«Вечер. Легкий туман….
…У меня была твердая вера в себя, я верил, что знаю в себе все. И вот —
Я – перед зеркалом. И первый раз в жизни… с изумлением вижу себя , как кого-то “его” . Вот я – он : черные, прочерченные по прямой брови; и между ними – как шрам – вертикальная морщина… Стальные, серые глаза… и за этой сталью… оказывается, я никогда не знал, что там . И из “там” (это “там” одновременно и здесь, и бесконечно далеко) – из “там” я гляжу на себя – на него , и твердо знаю: он … – посторонний, чужой мне , я встретился с ним первый раз в жизни. А я настоящий, я – не – он …» (Запись 11-я»). [137]
Древние коннотации интимного ты (в духе пушкинского «Ты и вы»), как и расщепление личности на «я» и «он» (à la Достоевский) [138] естественным образом работают на гуманистическую коллизию романа, но отчасти противоречат его центральной теме. В свете последующего исторического опыта отчужденно-уважительный модус взаимоотношений между «номерами», живущими, к тому же в отдельных помещениях, выглядит слишком благополучным. Безликому сплочению дистопического коллектива скорее cоответствовало бы либо напрашивающееся всеобщее взаимное ты , либо какой-то более оригинальный, гротескный местоименный неологизм-неограмматизм, например, мы в значении 1-го лица не только множественного, но и единственного числа.

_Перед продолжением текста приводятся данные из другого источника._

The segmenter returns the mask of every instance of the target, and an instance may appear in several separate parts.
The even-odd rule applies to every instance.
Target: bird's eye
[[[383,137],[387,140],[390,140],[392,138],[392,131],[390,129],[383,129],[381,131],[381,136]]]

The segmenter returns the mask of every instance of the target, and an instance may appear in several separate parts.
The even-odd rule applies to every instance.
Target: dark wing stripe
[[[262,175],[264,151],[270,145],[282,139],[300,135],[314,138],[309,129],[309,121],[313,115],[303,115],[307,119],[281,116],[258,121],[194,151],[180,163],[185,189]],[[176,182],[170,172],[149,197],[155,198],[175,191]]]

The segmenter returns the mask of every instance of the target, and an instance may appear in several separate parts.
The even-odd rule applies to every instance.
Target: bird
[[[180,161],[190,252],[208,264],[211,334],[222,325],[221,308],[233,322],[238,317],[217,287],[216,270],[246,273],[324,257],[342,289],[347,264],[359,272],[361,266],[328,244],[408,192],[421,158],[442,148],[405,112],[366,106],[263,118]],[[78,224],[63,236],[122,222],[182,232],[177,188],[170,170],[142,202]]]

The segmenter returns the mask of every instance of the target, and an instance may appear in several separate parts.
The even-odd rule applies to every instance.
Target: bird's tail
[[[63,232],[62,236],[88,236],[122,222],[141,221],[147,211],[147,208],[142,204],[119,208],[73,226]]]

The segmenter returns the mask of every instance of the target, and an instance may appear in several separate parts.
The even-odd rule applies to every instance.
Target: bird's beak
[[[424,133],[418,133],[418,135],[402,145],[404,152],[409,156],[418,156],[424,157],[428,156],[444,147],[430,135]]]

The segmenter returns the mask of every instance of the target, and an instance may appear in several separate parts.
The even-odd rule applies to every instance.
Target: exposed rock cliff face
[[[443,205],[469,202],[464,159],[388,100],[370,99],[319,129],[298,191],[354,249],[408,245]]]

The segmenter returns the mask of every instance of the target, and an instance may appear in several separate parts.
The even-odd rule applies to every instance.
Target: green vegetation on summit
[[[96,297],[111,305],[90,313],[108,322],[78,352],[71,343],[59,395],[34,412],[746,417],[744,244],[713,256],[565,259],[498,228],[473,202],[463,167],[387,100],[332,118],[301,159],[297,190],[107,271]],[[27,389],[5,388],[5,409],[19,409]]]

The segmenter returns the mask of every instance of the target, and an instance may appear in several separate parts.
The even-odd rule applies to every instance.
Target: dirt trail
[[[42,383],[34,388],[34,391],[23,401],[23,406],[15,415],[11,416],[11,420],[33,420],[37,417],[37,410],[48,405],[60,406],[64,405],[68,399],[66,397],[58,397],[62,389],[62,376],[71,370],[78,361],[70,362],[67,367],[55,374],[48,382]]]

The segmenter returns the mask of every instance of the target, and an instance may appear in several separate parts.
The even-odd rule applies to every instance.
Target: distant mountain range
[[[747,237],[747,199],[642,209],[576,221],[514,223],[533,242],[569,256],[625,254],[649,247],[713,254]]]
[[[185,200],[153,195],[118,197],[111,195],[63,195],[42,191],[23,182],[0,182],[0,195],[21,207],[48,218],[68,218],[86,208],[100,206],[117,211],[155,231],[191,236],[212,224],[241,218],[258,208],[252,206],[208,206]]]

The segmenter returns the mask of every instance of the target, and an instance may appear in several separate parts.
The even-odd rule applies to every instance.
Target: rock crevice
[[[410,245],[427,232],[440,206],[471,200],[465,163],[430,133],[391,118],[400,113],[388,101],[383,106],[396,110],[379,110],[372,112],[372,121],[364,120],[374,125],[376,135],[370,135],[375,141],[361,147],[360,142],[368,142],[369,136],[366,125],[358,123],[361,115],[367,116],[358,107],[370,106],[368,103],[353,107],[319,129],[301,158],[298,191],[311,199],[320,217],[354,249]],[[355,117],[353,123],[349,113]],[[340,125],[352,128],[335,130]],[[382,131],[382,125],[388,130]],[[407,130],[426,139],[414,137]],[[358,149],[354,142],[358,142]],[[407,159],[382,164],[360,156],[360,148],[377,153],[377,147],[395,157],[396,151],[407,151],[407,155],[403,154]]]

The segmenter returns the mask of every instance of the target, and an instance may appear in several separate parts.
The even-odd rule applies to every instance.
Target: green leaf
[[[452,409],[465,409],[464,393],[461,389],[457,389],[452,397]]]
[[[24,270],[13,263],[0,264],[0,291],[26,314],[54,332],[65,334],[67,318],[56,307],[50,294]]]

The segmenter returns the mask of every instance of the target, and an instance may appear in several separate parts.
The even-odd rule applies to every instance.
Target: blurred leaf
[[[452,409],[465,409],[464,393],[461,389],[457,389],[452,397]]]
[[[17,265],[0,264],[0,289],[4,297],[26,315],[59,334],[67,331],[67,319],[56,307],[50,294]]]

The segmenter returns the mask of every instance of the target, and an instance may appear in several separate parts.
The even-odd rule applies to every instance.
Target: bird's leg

Подобное мы – и проекцию мыканья от его имени в повествовательный план – применила американская писательница российского происхождения Айн Рэнд (ур. Алиса Розенбаум, 1905–1982) в романе «Гимн» (1938), многое позаимствовавшем из замятинского «Мы». [139] Повествование ведется там явно единичным рассказчиком, говорящим о себе мы , а его переход к я совершается в кульминационный момент обнаружения им этого дотоле неизвестного ему местоимения в старинных книгах, причем сюжетным лейтмотивом коллизии служит поиск им и его возлюбленной слов для объяснения в индивидуальной, а не коллективной, любви.